Membaca buku ini sama halnya memperbanyak kosa kata baru. Banyak kosa kata yang jarang dipakai pada umumnya, dicampur dengan gaya bahasa Mbah Tejo yang sangat nyeleneh, membuat buku ini menarik untuk dibaca. Dengan membaca buku ini, saya semakin tahu banyak tentang kisah-kisah, ataupun informasi yang terdapat pada buku ini.
ADVERTISEMENT
Kekurangan dari buku ini mungkin, tidak cocok untuk orang yang berharap ceritanya sama dengan epos Ramayana.

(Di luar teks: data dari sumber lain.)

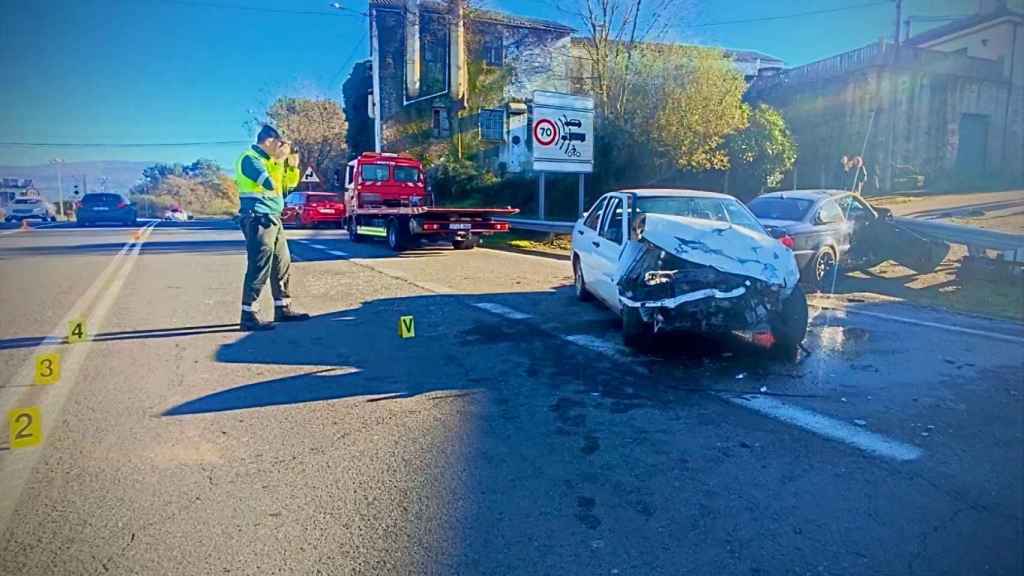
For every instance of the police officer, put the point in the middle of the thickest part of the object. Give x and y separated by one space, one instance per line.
264 174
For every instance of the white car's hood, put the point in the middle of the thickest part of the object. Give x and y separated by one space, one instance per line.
725 247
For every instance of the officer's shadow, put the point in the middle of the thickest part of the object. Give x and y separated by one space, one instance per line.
351 353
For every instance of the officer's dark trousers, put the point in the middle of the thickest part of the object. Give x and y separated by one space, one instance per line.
266 249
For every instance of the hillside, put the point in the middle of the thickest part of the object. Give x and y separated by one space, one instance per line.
120 175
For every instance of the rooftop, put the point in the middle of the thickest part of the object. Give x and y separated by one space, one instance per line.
962 25
805 194
479 14
735 54
680 193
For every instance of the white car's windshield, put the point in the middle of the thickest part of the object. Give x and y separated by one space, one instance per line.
719 209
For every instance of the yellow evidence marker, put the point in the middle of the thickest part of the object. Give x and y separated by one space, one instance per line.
407 329
26 426
76 331
48 368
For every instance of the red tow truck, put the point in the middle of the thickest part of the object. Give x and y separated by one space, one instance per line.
386 196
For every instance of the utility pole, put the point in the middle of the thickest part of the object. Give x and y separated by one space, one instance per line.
57 162
899 22
375 51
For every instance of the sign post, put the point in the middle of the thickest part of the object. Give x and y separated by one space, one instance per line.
562 138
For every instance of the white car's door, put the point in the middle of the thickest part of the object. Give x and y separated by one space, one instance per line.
585 241
606 250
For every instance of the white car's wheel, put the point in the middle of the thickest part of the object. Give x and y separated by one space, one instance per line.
636 332
579 283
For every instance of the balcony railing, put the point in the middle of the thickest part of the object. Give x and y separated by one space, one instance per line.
880 54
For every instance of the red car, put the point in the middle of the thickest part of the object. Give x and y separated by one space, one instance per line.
306 209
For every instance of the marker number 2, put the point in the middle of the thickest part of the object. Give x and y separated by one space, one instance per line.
25 426
23 433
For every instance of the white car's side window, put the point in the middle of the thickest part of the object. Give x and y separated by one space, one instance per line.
595 214
611 225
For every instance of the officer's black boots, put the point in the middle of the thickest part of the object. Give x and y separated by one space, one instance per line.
251 323
286 314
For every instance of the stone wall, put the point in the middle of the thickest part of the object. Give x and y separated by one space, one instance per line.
906 117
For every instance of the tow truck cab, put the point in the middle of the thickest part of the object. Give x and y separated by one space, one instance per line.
386 197
385 179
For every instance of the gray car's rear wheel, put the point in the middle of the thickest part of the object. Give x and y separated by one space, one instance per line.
821 269
788 325
395 235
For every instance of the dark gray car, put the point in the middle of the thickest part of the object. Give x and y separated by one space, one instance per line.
830 228
105 207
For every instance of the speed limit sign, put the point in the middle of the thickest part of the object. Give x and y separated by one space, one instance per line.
545 131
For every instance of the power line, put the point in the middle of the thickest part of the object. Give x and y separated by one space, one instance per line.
122 145
792 15
348 59
219 5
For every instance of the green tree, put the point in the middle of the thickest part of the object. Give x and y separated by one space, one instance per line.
763 153
683 103
316 128
200 187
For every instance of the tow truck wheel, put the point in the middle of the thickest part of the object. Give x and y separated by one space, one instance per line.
466 244
395 240
788 325
352 235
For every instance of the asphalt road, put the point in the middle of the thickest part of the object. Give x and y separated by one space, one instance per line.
512 435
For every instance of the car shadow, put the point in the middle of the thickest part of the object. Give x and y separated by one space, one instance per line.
358 353
141 334
944 287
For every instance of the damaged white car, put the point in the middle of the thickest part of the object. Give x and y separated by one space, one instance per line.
688 260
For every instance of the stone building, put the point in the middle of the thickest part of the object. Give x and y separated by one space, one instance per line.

Karena di dalam buku ini sangat berbeda dengan epos Ramayana yang sering kita dengar kisahnya. Seperti yang saya singgungkan di atas, gaya bahasanya sedikit rumit bagi orang awam, banyak sekali kosa kata yang jarang sekali kita temui di buku-buku lainnya. Dan buku ini banyak sekali kalimat yang sangat dewasa untuk anak-anak.
Pada dasarnya, buku ini sangat cocok untuk orang-orang yang menyukai karya sastra. bagi kalian yang ingin membaca dengan pengalaman yang berbeda, buku inilah jawabannya. Dan bagi kalian yang ingin memperkaya kosa kata bahasa Indonesia, bacalah buku ini. Tidak hanya itu saja, selain mengetahui sejarah, yaitu penokohan wayang-wayang yang dikemas dalam masa modern. Juga selera humor yang ditiupkan dalang dalam beberapa kata pada buku Rahvayana ini, membuat lala (baca: tergila-gila) saja.